On torture and rogue cops and soldiers

Rogue cops - INQUIRER.net, Philippine News for Filipinos


In its recent editorial, the Philippine Daily Inquirer stated that 13 cases of torture had been filed against members of the Philippine National Police and the Armed Forces of the Philippines since January 2009, citing the Commission on Human Rights. I doubt the stats. The unrecorded crimes committed by law enforcers cum law breakers surely outnumber the recorded stats. Victims do not report anymore to the police stations out of fear. If ever, they prefer to approach their catholic parish priests or protestant pastors.

The editorial stated: "...It is most likely that many more incidents of heinous behavior on the part of law enforcers have yet to see the light of day, because their victims simply chose to keep their mouths shut out of fear and concern for their well-being. And this, more than the sickening sight of the torture itself, is the point driven home by the recent video clip shown on TV of a Manila police precinct commander inflicting extreme physical pain on a naked and bound hold-up suspect he was interrogating."
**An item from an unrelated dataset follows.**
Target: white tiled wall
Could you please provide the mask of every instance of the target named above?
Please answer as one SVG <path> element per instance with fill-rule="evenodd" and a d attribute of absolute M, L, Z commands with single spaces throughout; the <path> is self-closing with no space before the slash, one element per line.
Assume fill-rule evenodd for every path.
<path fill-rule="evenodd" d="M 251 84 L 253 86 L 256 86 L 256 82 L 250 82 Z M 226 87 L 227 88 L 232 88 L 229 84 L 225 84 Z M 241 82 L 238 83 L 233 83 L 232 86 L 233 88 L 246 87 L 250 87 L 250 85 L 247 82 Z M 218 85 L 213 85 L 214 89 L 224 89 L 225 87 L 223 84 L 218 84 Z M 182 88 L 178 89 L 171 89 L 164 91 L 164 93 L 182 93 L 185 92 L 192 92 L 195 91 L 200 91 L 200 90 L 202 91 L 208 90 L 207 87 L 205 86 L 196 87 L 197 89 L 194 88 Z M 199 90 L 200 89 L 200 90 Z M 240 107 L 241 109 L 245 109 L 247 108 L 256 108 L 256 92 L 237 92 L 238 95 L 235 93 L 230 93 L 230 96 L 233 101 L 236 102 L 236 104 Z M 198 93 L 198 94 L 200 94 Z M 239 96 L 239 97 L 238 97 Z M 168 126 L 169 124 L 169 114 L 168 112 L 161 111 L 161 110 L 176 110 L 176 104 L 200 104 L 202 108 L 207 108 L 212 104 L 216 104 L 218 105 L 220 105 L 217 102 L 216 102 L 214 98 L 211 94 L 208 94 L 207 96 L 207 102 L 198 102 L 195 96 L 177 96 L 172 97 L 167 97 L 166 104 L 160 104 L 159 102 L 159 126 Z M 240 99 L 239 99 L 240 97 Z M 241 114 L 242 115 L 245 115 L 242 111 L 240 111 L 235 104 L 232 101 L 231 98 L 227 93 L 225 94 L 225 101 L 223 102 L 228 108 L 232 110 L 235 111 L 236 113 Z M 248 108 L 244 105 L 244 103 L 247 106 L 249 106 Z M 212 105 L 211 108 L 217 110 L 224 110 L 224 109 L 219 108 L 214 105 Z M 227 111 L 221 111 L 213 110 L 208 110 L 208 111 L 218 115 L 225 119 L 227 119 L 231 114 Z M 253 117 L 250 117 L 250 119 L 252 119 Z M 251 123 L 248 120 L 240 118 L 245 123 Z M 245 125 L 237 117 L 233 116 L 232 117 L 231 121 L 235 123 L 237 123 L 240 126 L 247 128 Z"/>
World media, e.g. CNN, has reported on the Tondo video of a police officer torturing a suspect, focusing, of all places, on his penis...as if, the fantasies of the cruel officer, who projected an image of a macho man, depended on the pain he was inflicting on the suspect's private anatomy.

The editorial made known what ordinary Filipinos have been asking since time immemorial, thus:

1. "Why does it parade apprehended suspects before the press and TV cameras, violating these people’s right to be presumed innocent? That constitutional right overrides any public-relations need by the PNP, however acute, to buff itself up in hopes of convincing a skeptical public that it is doing its job."

2. "Why are suspects often allowed to be manhandled in front of the cameras by the victims, their relatives, the policemen themselves, or all of them together? The visceral need for retribution on the part of the victims is understandable, but it is not a license to brutalize suspects, or for the police to abet the acts of reprisal either by their participation or inaction."

3. "Why do many alleged shootouts announced with much fanfare by the PNP eventually turn out to be murkier and less airtight than they are made out to be? Many of these so-called gun battles that have led to the deaths of prized suspects with valuable knowledge of extensive criminal operations have spawned charges of rubouts and summary executions, the Ivan Padilla case being the latest troubling example."